A much-anticipated premiere is The Apostate/El Apostata (France, Spain, Uruguay; Spanish with English titles) from Federico Veiroj, about a black comedy about the attempts of a young man’s “maddening efforts to abandon the Catholic Church … (and) traces in bracing fashion the competing forces of conformity and rebellion, spiritual yearning and carnal desire, at war within us all.”
Among other U.S. entries are Josh Kriegman and Elyse Steinberg’s Weiner (Sundance Selects) follows the 2013 mayoral election bid of former NY Congressman Anthony Weiner and his attempted doomed comeback. By turns hilarious and Shakespearean in its tragedy, it’s the perfect political film for this insane/inane election year; and Donald Cried, director Kris Avedisian’s “unhinged” first feature, set in R.I. and about a big city financier returning home after 20 years for his gran’s funeral — described as “a brilliant twist on the family-reunion melodrama and the classic buddy comedy.”

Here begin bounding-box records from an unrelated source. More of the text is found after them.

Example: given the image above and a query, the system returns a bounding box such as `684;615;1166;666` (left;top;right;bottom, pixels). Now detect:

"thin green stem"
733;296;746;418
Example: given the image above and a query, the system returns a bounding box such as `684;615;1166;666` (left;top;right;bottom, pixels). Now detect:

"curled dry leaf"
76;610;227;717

The line-up includes films, some co-productions, from Argentina, Belgium, Brazil, China, Denmark, Egypt, Germany, Ghana, India, Israel, Italy, Japan, Mexico, Norway, Poland, Portugal, and the UAE.
Screenings will take place at FSLC and MoMa. Schedules with detailed synopses, locations, and ticketing information can be found at www. newdirectors.org and www.filmlinc.org, where you can download the free Film Society app for iOS (iPhone, iPad) and Android devices. Follow the festival on Facebook (facebook.com/newdirectors) and Twitter (@NDNF, #NewDirectors); and @filmlinc on Twitter.

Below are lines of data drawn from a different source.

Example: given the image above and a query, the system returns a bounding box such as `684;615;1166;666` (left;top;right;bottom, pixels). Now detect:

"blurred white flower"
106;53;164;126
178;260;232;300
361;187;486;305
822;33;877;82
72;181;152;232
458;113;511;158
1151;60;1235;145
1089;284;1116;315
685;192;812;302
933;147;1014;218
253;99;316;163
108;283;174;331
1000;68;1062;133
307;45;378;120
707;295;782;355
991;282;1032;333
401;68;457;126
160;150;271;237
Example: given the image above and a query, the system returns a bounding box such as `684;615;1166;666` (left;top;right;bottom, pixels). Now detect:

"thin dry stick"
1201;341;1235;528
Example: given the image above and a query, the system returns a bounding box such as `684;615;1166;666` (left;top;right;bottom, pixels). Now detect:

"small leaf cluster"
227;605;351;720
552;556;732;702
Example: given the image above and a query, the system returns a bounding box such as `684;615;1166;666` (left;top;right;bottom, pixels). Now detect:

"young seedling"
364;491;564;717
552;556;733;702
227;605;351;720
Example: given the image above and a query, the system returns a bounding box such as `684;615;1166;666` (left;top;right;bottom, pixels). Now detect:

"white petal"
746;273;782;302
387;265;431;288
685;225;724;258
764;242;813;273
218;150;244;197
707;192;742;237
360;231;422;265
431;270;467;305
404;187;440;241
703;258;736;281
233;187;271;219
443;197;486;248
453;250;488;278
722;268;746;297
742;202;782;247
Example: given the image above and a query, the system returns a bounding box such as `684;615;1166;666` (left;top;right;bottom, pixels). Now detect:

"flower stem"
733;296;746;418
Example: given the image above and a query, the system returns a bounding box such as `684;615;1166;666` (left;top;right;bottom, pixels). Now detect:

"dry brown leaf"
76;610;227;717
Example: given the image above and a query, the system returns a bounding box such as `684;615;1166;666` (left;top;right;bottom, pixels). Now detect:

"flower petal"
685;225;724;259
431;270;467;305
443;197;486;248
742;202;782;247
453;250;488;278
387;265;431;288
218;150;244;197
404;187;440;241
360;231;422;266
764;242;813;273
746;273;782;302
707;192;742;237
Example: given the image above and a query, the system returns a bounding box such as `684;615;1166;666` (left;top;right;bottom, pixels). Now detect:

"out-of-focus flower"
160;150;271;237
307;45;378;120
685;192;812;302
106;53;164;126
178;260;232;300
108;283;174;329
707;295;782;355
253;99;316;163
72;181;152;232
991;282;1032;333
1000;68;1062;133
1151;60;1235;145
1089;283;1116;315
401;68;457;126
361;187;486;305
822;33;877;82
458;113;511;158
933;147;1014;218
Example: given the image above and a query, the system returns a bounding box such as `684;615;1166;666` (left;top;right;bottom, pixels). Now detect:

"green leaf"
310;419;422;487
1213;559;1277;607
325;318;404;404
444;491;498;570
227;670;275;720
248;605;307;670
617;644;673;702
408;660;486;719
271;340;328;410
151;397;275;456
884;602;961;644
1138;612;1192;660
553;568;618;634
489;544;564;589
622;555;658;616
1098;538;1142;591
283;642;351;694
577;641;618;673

FSLC presents the third edition of Art of the Real, their essential showcase for boundary-pushing nonfiction film, April 8-21. Founded on the most expansive possible view of documentary film, the series features “an eclectic, globe-spanning host of discoveries by artists who are reenvisioning the relationship between cinema and reality.” There’ll be a world premiere, eight North American debuts, and seven U.S. premieres, with many filmmakers appearing in person.
The two Opening Night selections are the world premiere of Ben Rivers’s What Means Something, an intimate portrait of painter Rose Wylie; and Roberto Minervini’s The Other Side, “an indelible, surprising, and often unnerving portrait of Louisianan junkies,” a highlight of Cannes’ Un Certain Regard section.

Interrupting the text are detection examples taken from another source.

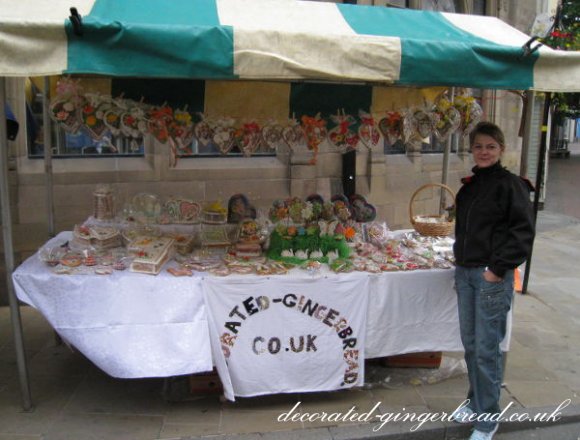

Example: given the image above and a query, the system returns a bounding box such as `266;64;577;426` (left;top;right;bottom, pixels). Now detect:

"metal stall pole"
522;92;552;295
0;77;32;411
439;87;455;214
42;76;55;238
42;76;62;345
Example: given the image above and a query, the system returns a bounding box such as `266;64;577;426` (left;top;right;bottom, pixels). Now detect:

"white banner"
202;274;369;400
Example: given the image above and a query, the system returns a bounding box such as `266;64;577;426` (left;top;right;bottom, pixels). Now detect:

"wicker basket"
409;183;455;237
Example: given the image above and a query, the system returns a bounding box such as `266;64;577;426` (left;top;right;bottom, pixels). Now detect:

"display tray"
128;236;175;275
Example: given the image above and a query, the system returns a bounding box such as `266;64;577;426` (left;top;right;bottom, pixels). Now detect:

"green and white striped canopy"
0;0;580;91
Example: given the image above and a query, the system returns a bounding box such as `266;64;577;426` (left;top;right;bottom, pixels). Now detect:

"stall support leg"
0;77;32;411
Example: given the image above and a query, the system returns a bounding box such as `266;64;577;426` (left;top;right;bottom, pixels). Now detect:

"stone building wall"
0;1;536;303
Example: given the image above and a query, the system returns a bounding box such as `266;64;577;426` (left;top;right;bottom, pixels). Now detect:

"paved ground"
0;145;580;440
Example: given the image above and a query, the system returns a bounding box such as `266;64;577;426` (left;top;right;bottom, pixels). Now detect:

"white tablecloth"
13;233;476;378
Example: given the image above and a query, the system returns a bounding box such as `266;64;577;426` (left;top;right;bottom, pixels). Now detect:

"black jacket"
453;162;534;277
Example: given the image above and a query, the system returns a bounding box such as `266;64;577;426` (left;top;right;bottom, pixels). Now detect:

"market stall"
14;232;466;399
0;0;580;407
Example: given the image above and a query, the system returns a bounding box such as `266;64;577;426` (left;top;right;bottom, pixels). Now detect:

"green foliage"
542;0;580;117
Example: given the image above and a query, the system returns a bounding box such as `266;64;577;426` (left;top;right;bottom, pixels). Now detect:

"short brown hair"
469;121;505;147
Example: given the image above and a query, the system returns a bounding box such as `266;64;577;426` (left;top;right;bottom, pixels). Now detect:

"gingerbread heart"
358;122;381;150
235;122;262;157
169;110;194;153
212;126;236;155
49;97;81;133
262;124;283;150
328;115;359;152
193;121;214;151
282;125;306;151
179;200;201;223
435;107;461;141
410;110;435;139
81;102;111;140
103;107;123;136
461;101;483;136
379;111;404;145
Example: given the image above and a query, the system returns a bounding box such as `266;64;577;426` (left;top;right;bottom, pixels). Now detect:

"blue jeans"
455;266;514;432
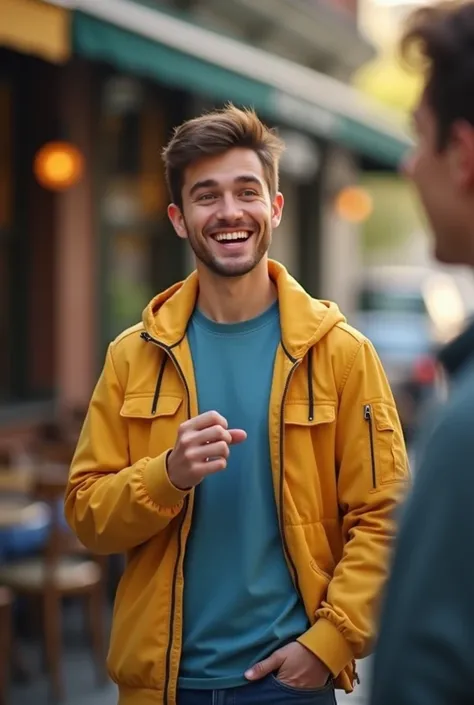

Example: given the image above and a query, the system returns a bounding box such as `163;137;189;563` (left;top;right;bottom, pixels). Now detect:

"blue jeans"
176;676;336;705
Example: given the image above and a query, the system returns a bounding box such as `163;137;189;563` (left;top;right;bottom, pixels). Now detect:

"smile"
212;230;252;242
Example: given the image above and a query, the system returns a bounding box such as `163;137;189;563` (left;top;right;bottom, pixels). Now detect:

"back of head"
401;0;474;149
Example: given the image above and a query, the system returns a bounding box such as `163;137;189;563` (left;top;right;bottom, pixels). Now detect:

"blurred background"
0;0;474;705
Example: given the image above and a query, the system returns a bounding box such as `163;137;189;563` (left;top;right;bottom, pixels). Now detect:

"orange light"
334;186;373;223
33;142;84;191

Closing the festival is the North American premiere of Jumana Manna’s A Magical Substance Flows Into Me, in which the Palestinian artist brings German-Jewish ethnomusicologist Robert Lachmann’s recordings from 1930s Palestine to modern-day Israeli and Palestinian territories, re-creating the songs across communities and cultures.
A number of selections marry nonfiction cinema and the arts, such as José Luis Guerín’s The Academy of the Muses, “a meditation on film, art, and gender via a simulated college seminar about the role of woman-as-muse in art, attended entirely by actresses”; Ruth Beckermann’s minimalist The Dreamed Ones, in which a pair of actors bring to life the tragic love story of two mid-century poets by reading their letters aloud; and Thom Andersen’s The Thoughts That Once We Had, a film inspired by French philosopher Gilles Deleuze’s writings on cinema.
This year’s festival features a retrospective of Bruce Baillie’s lyrical films that defy traditional form and genre. From autobiographical documentary to cosmic mythology, the retrospective of five programs of short films pays homage to Baillie and recognizes his legacy as a distributor and promoter of avant-garde filmmakers.